Is the QNP-6250 or WV-S66300-Z3 better for low-light performance?
Based on the provided specs, the QNP-6250 lists 0.05 lux color / 0.005 lux B/W minimum illumination with built-in IR. The S66300-Z3 lists 0.006 lux without separately specifying color vs B/W minimums; its spec sheet does not list an IR illumination throw distance beyond a 3.0 m minimum focus range note. The QNP-6250's 0.005 lux B/W figure suggests strong IR-assisted low-light performance, but the S66300-Z3's 144 dB Super Dynamic WDR rating (vs 120 dB on the QNP-6250) gives it an advantage in high-contrast scenes such as entrances with bright backgrounds.
Can I power either camera from my existing PoE switch?
The QNP-6250 runs on standard PoE+ (IEEE 802.3at, Class 4, max 14.5 W), which is supported by the majority of enterprise and mid-market PoE switches installed today. The WV-S66300-Z3 requires PoE++ (Class 6, 37.8 W), which demands a PoE++ capable switch port or a dedicated injector. If your installed infrastructure is PoE+ only, the QNP-6250 drops in without a switch upgrade; the S66300-Z3 will require verifying or upgrading switch capacity.
Which camera is better suited for cold-weather or extreme outdoor environments?

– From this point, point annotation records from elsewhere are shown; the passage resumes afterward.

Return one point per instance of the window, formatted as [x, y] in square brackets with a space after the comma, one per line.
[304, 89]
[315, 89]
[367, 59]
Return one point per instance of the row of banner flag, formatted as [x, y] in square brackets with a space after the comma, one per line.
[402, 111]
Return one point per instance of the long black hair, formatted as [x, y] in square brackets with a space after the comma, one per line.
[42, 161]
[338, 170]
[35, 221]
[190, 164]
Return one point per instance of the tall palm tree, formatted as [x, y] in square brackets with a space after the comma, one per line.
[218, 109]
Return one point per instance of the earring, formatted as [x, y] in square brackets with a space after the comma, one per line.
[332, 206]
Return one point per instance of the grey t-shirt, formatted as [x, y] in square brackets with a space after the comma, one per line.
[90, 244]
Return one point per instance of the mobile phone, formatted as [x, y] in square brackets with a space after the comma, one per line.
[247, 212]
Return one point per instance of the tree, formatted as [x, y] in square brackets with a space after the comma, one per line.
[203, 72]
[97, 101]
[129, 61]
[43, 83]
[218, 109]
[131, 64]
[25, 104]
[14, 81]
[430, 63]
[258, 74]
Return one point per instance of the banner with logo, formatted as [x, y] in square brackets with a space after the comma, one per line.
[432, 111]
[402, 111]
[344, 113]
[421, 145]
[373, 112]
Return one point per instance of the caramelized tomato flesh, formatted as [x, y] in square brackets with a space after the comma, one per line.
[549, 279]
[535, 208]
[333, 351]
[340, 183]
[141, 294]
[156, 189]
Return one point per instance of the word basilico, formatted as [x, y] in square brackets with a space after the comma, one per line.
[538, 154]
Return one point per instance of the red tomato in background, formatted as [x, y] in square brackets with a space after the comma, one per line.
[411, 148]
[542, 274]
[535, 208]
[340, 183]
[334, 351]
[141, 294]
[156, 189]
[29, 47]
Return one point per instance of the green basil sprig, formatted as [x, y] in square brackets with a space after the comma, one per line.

The WV-S66300-Z3 is rated for operation from –50°C to +60°C, versus –10°C to +55°C for the QNP-6250 — a 40°C cold-side advantage. The S66300-Z3 also adds IK10 vandal resistance, NEMA 4X, aluminum die-cast construction, and a specified wind resistance of up to 40 m/s (~89 mph). None of these mechanical or extended-temperature ratings appear in the QNP-6250 spec sheet. For installations in harsh climates or exposed high-wind locations, the S66300-Z3's environmental specifications are substantially stronger.